Peter Muli, and Mark Klee have done a great job with the design, planning and building of this large and beautiful home. Their construction team has done the impossible and completed this building in 5+ short months, and not without challenges (that would be an understatement). We are thankful for the people who gave financially for the building itself as well as all who provided funds for the furnishings and appliances. As of today, we are fully funded (thank you friends in Canada who finished up the last of that need).
Today we moved 11 children to their new home, new bed and new environment. We moved 7 Aunties (caregivers) who love the children every day and are called to raise up this future generation. We moved 11 other “crawlers” over to the toddler home temporarily so that we can do a deep clean, fumigation and repair of the El Roi baby home. Next week after all the work at El Roi is complete the 11 “crawlers” and 18 “tinies” (who are currently living at Kuthula Place away from the chaos of the move).

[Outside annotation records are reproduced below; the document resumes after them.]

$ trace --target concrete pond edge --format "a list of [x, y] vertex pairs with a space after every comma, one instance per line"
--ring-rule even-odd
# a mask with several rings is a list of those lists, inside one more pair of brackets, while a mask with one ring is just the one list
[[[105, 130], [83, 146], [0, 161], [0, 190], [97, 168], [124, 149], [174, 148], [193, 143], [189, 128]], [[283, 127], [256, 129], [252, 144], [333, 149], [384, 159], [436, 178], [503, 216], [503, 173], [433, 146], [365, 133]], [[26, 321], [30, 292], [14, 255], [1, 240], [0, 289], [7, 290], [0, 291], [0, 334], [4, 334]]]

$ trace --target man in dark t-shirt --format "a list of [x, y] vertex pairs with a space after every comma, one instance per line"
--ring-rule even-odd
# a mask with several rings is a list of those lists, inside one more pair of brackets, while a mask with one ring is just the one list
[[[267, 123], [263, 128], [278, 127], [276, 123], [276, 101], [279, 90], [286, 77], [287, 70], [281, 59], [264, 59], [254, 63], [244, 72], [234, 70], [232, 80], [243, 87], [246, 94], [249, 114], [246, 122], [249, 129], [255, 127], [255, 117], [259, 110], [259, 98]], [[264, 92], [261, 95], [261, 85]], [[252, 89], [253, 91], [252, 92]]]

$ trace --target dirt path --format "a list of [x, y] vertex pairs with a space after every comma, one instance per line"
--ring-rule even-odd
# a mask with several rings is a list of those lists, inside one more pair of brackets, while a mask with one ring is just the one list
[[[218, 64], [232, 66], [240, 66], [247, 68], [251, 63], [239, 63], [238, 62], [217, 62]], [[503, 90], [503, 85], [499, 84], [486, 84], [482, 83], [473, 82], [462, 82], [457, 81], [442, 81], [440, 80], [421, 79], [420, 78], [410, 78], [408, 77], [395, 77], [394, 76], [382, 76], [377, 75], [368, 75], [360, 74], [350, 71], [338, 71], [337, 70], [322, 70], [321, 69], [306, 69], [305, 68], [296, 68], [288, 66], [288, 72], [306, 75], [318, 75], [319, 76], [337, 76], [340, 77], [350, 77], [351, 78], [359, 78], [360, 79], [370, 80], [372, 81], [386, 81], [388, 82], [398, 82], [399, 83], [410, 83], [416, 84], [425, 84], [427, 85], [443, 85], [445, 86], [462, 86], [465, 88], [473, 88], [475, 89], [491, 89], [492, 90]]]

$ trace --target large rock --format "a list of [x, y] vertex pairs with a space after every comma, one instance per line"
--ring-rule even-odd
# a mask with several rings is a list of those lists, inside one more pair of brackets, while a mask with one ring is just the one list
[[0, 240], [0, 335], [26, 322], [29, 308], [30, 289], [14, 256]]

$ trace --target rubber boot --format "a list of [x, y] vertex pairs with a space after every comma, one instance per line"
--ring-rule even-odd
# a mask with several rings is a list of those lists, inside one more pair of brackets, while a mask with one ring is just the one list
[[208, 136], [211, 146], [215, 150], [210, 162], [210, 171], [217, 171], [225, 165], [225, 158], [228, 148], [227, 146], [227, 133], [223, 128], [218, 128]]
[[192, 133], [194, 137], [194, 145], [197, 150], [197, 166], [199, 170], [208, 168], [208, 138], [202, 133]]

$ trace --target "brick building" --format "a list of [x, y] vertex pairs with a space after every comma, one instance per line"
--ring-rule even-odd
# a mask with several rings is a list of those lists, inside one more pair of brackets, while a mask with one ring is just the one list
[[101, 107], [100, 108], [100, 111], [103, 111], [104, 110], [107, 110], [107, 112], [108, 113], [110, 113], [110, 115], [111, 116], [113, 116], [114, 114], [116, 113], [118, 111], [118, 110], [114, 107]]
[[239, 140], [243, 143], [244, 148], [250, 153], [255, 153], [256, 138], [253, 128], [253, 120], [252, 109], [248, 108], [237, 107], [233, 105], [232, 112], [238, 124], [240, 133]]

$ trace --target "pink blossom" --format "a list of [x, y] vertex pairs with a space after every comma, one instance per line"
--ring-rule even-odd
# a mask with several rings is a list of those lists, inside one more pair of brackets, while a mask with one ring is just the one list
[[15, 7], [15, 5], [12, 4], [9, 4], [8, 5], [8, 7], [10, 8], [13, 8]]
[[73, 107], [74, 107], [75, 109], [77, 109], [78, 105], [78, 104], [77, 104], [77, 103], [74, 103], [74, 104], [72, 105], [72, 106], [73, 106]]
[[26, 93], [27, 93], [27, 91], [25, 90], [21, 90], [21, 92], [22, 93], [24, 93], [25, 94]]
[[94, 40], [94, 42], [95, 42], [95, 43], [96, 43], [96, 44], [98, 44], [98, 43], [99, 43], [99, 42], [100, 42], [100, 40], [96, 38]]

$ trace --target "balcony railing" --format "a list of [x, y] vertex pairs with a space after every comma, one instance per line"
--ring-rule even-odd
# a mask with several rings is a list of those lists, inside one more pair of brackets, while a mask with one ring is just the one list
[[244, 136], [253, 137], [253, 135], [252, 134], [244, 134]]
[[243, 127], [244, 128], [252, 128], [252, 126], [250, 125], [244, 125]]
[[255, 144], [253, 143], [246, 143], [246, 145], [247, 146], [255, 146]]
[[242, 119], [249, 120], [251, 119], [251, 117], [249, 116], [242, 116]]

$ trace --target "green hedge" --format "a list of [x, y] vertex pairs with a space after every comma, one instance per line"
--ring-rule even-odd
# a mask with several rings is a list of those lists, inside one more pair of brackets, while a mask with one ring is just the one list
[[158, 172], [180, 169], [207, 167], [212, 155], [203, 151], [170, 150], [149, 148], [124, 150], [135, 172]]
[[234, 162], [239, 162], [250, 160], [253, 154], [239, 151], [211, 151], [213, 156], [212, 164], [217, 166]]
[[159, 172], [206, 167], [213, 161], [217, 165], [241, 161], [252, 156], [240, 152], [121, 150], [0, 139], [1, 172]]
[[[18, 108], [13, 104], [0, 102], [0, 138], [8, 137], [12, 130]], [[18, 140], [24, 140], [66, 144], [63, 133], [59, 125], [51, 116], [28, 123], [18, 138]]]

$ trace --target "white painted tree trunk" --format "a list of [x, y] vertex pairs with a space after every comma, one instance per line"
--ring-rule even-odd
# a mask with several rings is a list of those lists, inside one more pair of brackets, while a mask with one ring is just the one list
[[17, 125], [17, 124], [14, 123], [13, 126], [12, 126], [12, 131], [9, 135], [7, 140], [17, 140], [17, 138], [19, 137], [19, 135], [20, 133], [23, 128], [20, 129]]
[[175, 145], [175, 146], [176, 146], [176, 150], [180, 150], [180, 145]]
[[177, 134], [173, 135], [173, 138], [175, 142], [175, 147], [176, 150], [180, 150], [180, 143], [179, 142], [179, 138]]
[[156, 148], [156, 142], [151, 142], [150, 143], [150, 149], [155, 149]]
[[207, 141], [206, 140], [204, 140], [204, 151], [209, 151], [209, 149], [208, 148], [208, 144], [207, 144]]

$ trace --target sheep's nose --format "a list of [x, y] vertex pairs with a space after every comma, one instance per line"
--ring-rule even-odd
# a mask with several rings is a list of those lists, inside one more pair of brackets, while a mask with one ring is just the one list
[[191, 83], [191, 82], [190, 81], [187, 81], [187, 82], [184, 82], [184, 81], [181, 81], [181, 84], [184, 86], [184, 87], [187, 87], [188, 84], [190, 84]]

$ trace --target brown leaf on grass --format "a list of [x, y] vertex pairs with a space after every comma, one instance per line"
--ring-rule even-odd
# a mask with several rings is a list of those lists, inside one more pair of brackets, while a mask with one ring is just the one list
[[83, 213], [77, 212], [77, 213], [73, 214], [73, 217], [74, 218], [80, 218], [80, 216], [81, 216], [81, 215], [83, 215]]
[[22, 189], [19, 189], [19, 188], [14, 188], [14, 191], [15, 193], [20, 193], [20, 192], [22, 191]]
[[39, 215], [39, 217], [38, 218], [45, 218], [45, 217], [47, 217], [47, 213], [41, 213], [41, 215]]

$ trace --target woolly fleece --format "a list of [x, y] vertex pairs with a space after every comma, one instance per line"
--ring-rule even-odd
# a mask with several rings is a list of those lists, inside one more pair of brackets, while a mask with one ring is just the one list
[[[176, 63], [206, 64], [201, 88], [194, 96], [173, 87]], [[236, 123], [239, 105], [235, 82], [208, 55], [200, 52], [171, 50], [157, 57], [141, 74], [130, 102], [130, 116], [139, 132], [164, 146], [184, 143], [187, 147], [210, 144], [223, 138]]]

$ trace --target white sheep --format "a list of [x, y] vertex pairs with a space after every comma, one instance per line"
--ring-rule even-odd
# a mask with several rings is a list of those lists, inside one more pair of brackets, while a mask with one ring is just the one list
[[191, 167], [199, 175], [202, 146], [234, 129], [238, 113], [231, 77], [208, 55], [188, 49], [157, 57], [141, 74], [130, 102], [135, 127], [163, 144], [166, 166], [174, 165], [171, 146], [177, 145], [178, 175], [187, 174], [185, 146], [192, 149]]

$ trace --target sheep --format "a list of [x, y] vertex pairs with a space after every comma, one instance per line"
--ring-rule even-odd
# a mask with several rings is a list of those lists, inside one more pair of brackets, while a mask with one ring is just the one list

Labakhetsiwe has room for 56 toddlers and El Roi now has a bit more room for a few more babies. We have 40 children in total right now (having received another set of twins last week - Michael and Matthew). So 11 will live at Labakhetsiwe and 29 at El Roi. As soon as Jeremiah, Andrew, Paul and Ishmael are walking a bit better they will move over with the “big kids” and free up 4 spaces at El Roi.
We are all tired, but invigorated and encouraged by seeing the hand of God on this project each and every day. I want to give a special shout out to Lori Marschall, Shelly Harp, Michelle Cover and Linda Hunter who all came from the US to help with this mammoth move. We are always thankful for all of our volunteers and amazing Swazi and Kenyan staff. You are all a joy to serve with.
With that I will stop writing and just show you photos from the day. I am sure you will enjoy them!
Live from Swaziland … I am filled with joy.